A major cleanup is underway in Quebec after a record-setting snowstorm that left hundreds stranded on a highway in Montreal and many schools, universities and daycares closed across the province.
A total of 40 centimetres has fallen in Montreal since the snow began Tuesday, while other parts of the province were digging out from as much as 70 centimetres of snow.
Many flights at Trudeau airport were cancelled or delayed, and most school boards in the province were closed Wednesday.
Schools are expected to reopen Thursday, including those in the English Montreal School Board and Lester B. Pearson School Board.
Storm claims at least 4 lives
Across the province, at least four people died as a result of the powerful winter storm.
- Two men died after being trapped in their snow-covered vehicle overnight on the main street of Saint-Pierre-de-la-Rivière-du-Sud, in the Chaudière-Appalaches region about an hour northeast of Quebec City.
One of the men called 911 at around 11:30 p.m., but police efforts to reach the vehicle by cruiser, snowmobile and finally wading through the deep, driving snow didn't succeed until just before daybreak. By the time the vehicle was finally located at 6 a.m., the men, 33 and 41, were already dead.
- A man in his 50s was killed around 6 a.m. in Saint-Anselme, about 40 kilometres south of Quebec City, when he was struck by a snow-clearing vehicle.
- A 40-year-old truck driver died after a fiery crash involving at least seven transport trucks forced the closure of Highway 20 near Saint-Zotique, just east of the Ontario border, during rush hour on Tuesday. A three-kilometre stretch of the highway's westbound lanes remain closed on Wednesday evening, as the cleanup of a toxic spill from one of the tanker-trucks continues.

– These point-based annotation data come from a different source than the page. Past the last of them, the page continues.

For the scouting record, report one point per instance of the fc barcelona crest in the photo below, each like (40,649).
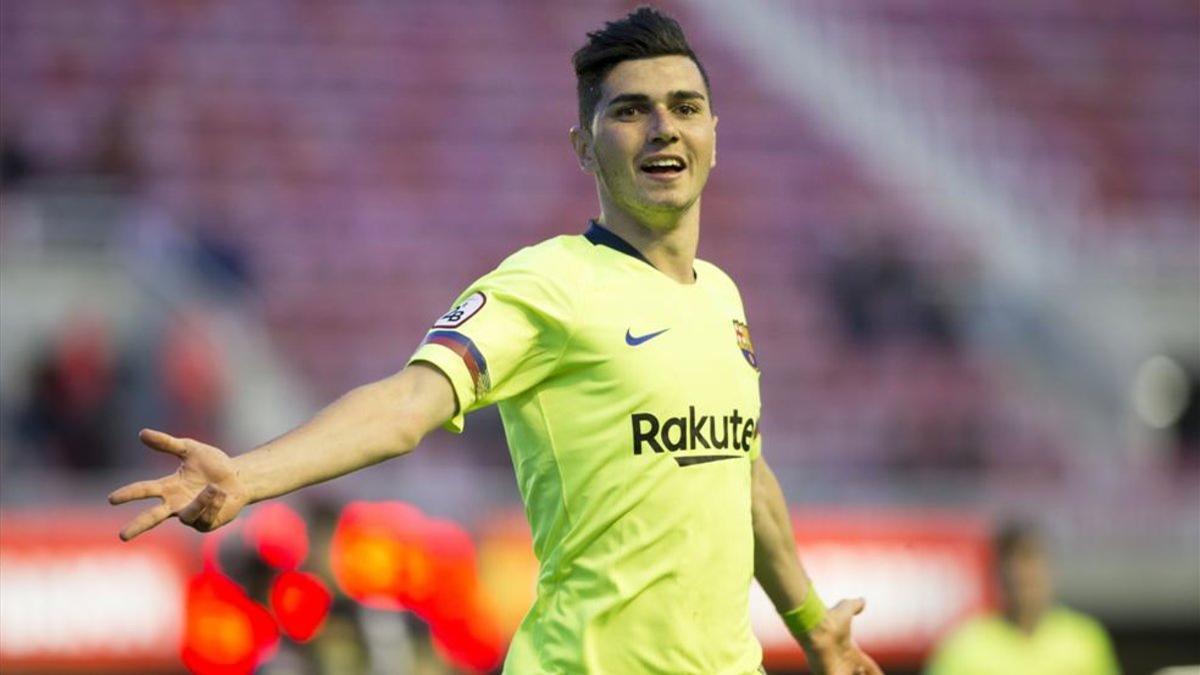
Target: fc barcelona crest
(744,344)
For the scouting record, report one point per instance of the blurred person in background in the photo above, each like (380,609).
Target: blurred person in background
(1031,634)
(651,506)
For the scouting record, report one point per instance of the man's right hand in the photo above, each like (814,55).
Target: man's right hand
(204,493)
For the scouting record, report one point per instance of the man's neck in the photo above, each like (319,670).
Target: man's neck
(670,245)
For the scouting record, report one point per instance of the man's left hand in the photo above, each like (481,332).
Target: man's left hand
(829,647)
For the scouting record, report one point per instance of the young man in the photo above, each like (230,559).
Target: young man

The storm led to a number of other accidents and some major crashes, including a 50-vehicle pileup on Highway 10 near Magog.
300 stranded overnight in Montreal's west end
Roughly 300 vehicles were stuck on a stretch of Highway 13 near Montreal's Lachine borough after a truck went off the road at about 7 p.m., their drivers and passengers left stranded overnight. Provincial police, helped by Montreal firefighters, didn't begin clearing the highway until around 4:30 Wednesday morning.

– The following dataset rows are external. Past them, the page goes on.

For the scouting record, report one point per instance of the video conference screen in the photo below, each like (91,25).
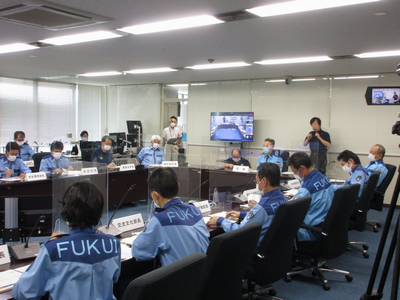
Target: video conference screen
(232,126)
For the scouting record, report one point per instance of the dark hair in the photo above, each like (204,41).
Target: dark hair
(57,145)
(299,159)
(18,133)
(271,172)
(346,154)
(240,152)
(381,150)
(12,146)
(315,119)
(165,182)
(270,140)
(82,205)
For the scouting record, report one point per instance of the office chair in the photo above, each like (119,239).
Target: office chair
(178,280)
(358,219)
(228,257)
(333,234)
(379,196)
(37,158)
(273,258)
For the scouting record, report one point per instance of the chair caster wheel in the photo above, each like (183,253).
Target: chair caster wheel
(349,277)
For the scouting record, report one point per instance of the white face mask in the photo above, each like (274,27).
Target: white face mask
(12,157)
(57,155)
(371,157)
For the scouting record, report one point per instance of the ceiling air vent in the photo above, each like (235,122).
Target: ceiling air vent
(43,14)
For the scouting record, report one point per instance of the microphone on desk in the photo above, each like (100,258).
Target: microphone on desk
(23,251)
(109,228)
(205,182)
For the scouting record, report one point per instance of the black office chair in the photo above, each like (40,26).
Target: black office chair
(333,234)
(178,280)
(273,258)
(37,158)
(379,195)
(228,257)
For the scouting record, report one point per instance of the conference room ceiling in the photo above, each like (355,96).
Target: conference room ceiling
(333,32)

- DETAILS ON CLOSURES HERE | CBC Montreal Storm Centre
Lee-Ann Kovacic, a bartender, was among those who spent the night in her car. She told CBC News that police walked along the highway knocking on car windows, telling drivers one by one to turn around and drive the opposite way.
"There's no way to get off the 13, and once you were there, you're just stuck," she said. "At one point, there was this man walking over with a thermos full of coffee handing it to everybody in the cars."
What went wrong on Highway 13?
The night-long saga had officials scrambling to explain the slow response in a province used to major snowfalls.
A furious Mayor Denis Coderre blamed Quebec's Transport Ministry for its failure to co-operate in a timely way with the city administration.
"I think the situation was unacceptable," Coderre said.
Speaking in Quebec City, Premier Philippe Couillard said the response was "lacking co-ordination."
He said the storm was "exceptional" but that means it deserved "an exceptional response."
"We have to take the lessons from this situation and do better — much better — next time," he said.
Public Security Minister Martin Coiteux vowed to get to the bottom of what happened within 48 hours.
"They don't defend the undefendable," Coderre responded later in the day. "But they are looking for answers."
In Montreal, major arteries had been cleared of snow by mid-morning, even as the snow continued to fall.
With the snow finally petering out, snow-clearing equipment will be out in force in Montreal beginning at 7 p.m. Wednesday. The city said 2,200 snow-clearing vehicles are to be out on the streets.
The mayor urged residents to stay home or take the Metro.
Montreal's public transit agency, the STM, warned commuters to expect delays. More than 200 buses were stuck in some parts of the city, and the STM said 100 drivers were unable to make it to work themselves Wednesday morning.
'Exceptional' storm, provincewide
The storm dumped nearly 60 centimetres on some parts of the Eastern Townships, while the Montérégie and Bois-Franc areas were hit with 75 centimetres.
In Quebec City, Champlain Boulevard, a major thoroughfare that runs along the Saint-Lawrence River, is partially closed to traffic due to flooding.
Quebec City police are asking drivers to avoid the area. Highways 20 and 138 north of Quebec City were closed to traffic, while Highway 132 in the Gaspé was closed almost the whole way around the peninsula.
More than 35,000 Hydro-Québec clients were without power across the province Wednesday evening.